The problem with the PCSX2 core up to this point was that it was too much of a straight port – PCSX2 by itself writes to dozens of files during startup and logging. However, it also has many config files scattered about the place. We have cut all this config file reading/writing. Now, the only configuration file that gets written to is the ever-trusty ‘core options config file’ from Libretro/RetroArch.įurthermore, the only files you need to have in your /pcsx2 folder are your BIOS files inside /pcsx2/bios. You can still have a ‘cheats’ and _cheats_ws’ folder where you store custom. pnach files for games, but it’s optional and not necessary. Memory cards will continue getting written to /pcsx2/memcards if you used this folder in previous versions of the core, otherwise they will be written in /retroarch/saves/pcsx2. Other under the hood changes: all the internal GS shaders are now embedded as strings into the GS renderer instead of being loaded in as resource files. We have also spent a lot of time reducing WxWidgets UI dependencies, although we are not quite there yet all the way.

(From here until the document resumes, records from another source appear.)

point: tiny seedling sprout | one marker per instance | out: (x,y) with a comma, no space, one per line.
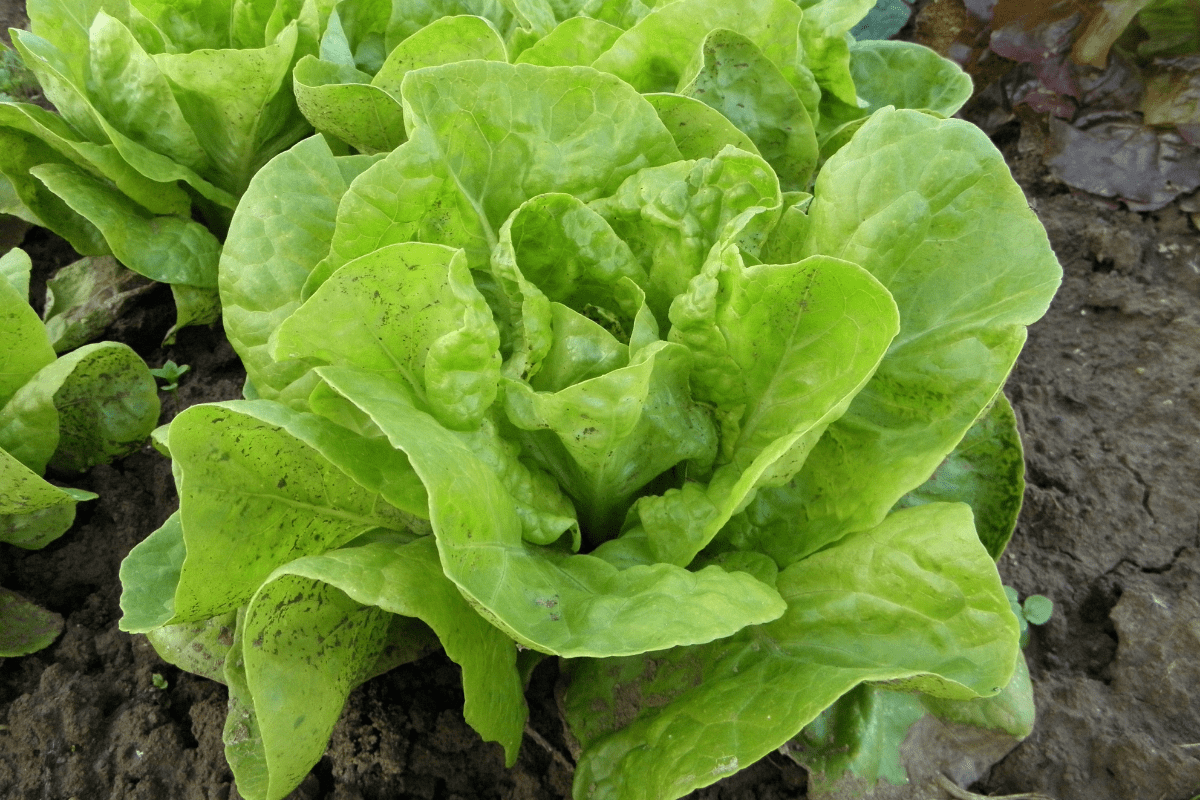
(171,373)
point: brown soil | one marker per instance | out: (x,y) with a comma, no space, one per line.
(1105,390)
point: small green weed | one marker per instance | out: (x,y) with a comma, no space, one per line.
(171,373)
(1036,609)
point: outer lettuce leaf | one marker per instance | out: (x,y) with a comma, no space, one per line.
(19,152)
(916,597)
(907,76)
(91,405)
(27,348)
(103,158)
(33,512)
(893,73)
(963,316)
(239,470)
(150,576)
(987,471)
(551,131)
(15,270)
(85,296)
(131,92)
(279,234)
(25,627)
(239,104)
(568,605)
(45,60)
(407,579)
(305,645)
(874,737)
(162,248)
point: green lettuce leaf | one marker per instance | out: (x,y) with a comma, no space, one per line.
(569,605)
(963,317)
(25,627)
(91,405)
(915,599)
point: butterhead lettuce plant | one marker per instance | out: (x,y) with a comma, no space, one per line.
(71,413)
(165,112)
(592,367)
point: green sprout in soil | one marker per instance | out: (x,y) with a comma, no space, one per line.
(1036,609)
(171,373)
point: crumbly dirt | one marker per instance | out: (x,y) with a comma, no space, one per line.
(1107,395)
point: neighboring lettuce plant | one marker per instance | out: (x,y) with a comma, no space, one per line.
(166,110)
(1120,82)
(582,368)
(69,413)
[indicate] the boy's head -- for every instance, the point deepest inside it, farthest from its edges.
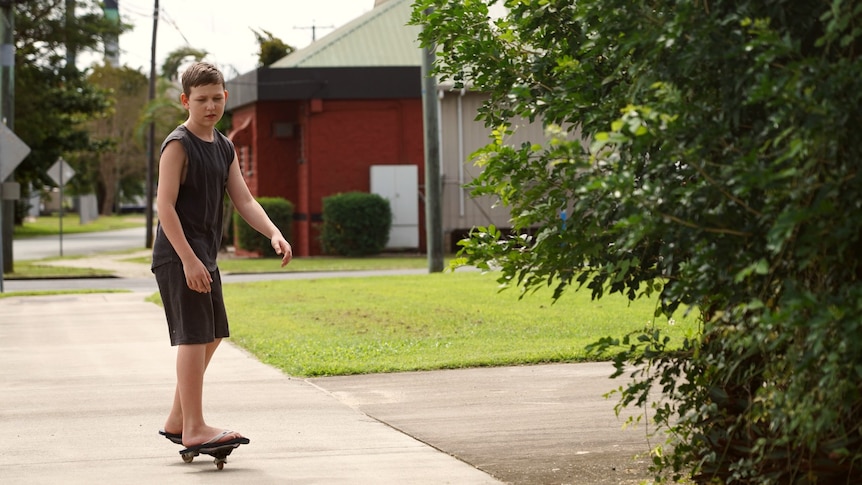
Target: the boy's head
(201, 74)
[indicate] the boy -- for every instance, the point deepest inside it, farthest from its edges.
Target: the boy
(198, 164)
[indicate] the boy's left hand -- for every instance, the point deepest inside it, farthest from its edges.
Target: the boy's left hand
(283, 249)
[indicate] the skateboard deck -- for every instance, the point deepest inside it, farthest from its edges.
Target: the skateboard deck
(219, 451)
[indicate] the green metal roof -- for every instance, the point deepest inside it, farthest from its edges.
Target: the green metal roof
(379, 37)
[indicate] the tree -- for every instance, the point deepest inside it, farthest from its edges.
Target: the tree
(54, 101)
(705, 153)
(271, 48)
(120, 169)
(175, 60)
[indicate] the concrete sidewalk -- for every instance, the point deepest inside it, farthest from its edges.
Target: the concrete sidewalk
(87, 379)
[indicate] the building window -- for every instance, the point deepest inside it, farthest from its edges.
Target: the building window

The core should also be way smaller as a result. It used to be as big as 10MB but now clocks in as low as 7MB or less. The core now also uses an internal game database (see here). This is converted at compilation time into a header file and baked into the core. This way, we once again do not require the user to have this game database file inside his/her system folder. Instead, the core comes with nearly everything that the user would need to get started. The core used to have many runtime library dependencies before and therefore be quite nonportable across Linux distributions. We have since severely lessened our dependencies on external system libs. Glib, X11 and Libpng have all been eliminated as are other things.